3.3. CNN-SSA-Bi-LSTM Model Ultra-Short-Term Prediction

According to the normal course teaching, the ultra-short-term forecast is a week of teaching time, and the predicted value of the teaching effect every 45 minutes, with a total of 5 forecast points. Figure 4 shows that CNN-SSA-Bi-LSTM uses the above 4 variables as model input, the step size is 6, and it predicts the teaching method of the experimental data for one week, takes a predicted value every 45 minutes, and calculates the nRMSE of the model at each predicted value point. Figure 3 shows that as the prediction time interval becomes larger, the prediction effect of the model gradually deteriorates. The first 45-minute prediction effect is the best, and the fifth 45-minute prediction performance is the worst, and its nRMSE is as high as 30.2%. This is because the classroom effect is better. With the increase of courses, the longer it takes to digest, the average effect increases slowly.

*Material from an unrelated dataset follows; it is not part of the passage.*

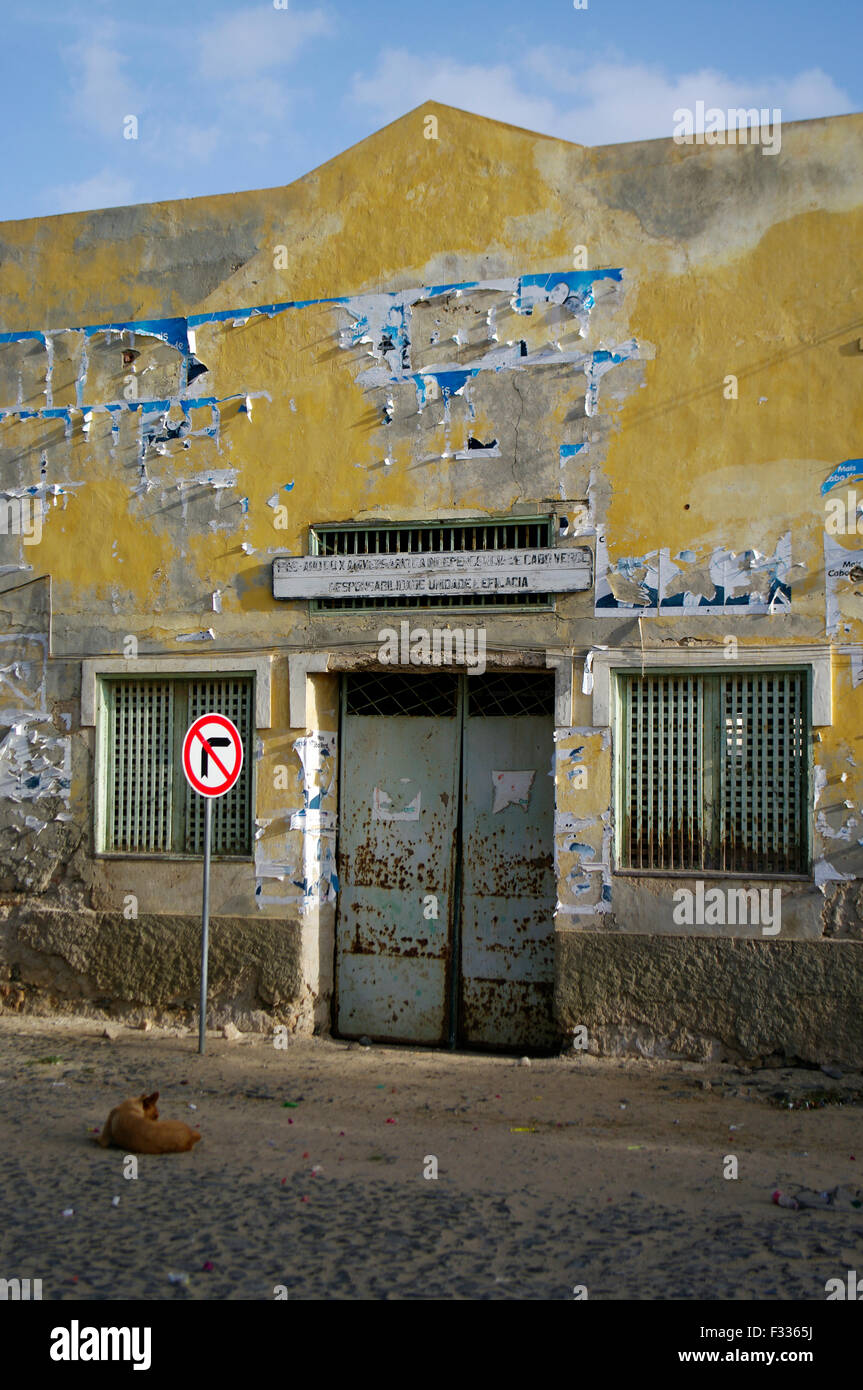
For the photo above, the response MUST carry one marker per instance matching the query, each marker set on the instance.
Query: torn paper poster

The nRMSE calculated i is relative to the average of all target values, which is different from the maximum value of the target value in the test set divided by the partially published literature.

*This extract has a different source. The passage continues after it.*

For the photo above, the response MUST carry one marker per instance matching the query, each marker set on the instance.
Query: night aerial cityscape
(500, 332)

In summary, the poor prediction results of the LSTM model may be attributed to the fact that the model belongs to the “black box model,” which is directly predicted based on a single time series, while the normal teaching effect has many influencing factors, and the influencing mechanism is more complicated. As a result, the prediction accuracy of a single time series model is limited, and even the prediction results cannot meet the actual needs. The CNN-SSA-Bi-LSTM model can achieve high prediction accuracy in both the training period and the verification period. The CNN model can denoise the data sequence and extract the complex and effective information hidden in the data, it can better reflect the internal mechanism that affects flipped classroom teaching, and SSA optimizes the optimal model parameters of LSTM and improves the efficiency of model parameter selection. In addition, Bi-LSTM has higher prediction accuracy than LSTM. It shows that the CNN-SSA-Bi-LSTM model is feasible for monthly runoff prediction.

4. Conclusion

This paper proposes an ultra-short-term prediction model based on CNN-SSA-Bi-LSTM for flipped classroom hybrid teaching research. The model uses one-dimensional convolutional neural network fusion to extract 4 variable data, takes advantage of the two-way long short-term memory network to process time series problems, and combines the Dropout layer and the fully connected layer to achieve ultra-short-term prediction of classroom effect 45 minutes in advance. Through multiple sets of experiments, the rationality and prediction performance advantages of the proposed CNN-SSA-Bi-LSTM model are verified. The following conclusions are obtained: (1) compared with the continuous model, the proposed model increased the relative variance by about 16.22% in the GHI prediction 45 minutes in advance, which is better than many other comparative models; (2) all four variables discussed in this paper help to improve prediction performance, with the student grouping of historical measurements having the greatest impact on the predictive performance of the proposed model. When it is missing as input, the model predicts the worst, with a predictor nRMSE of 24.1%; (3) when making ultra-short-term forecasts, the longer the forecast interval, the worse the model prediction performance. When predicting the classroom effect on the fifth day in the future, the nRMSE value of the proposed model is 30.2%.

Data Availability

The dataset can be accessed upon request.

Conflicts of Interest

The authors declare that they have no conflicts of interest.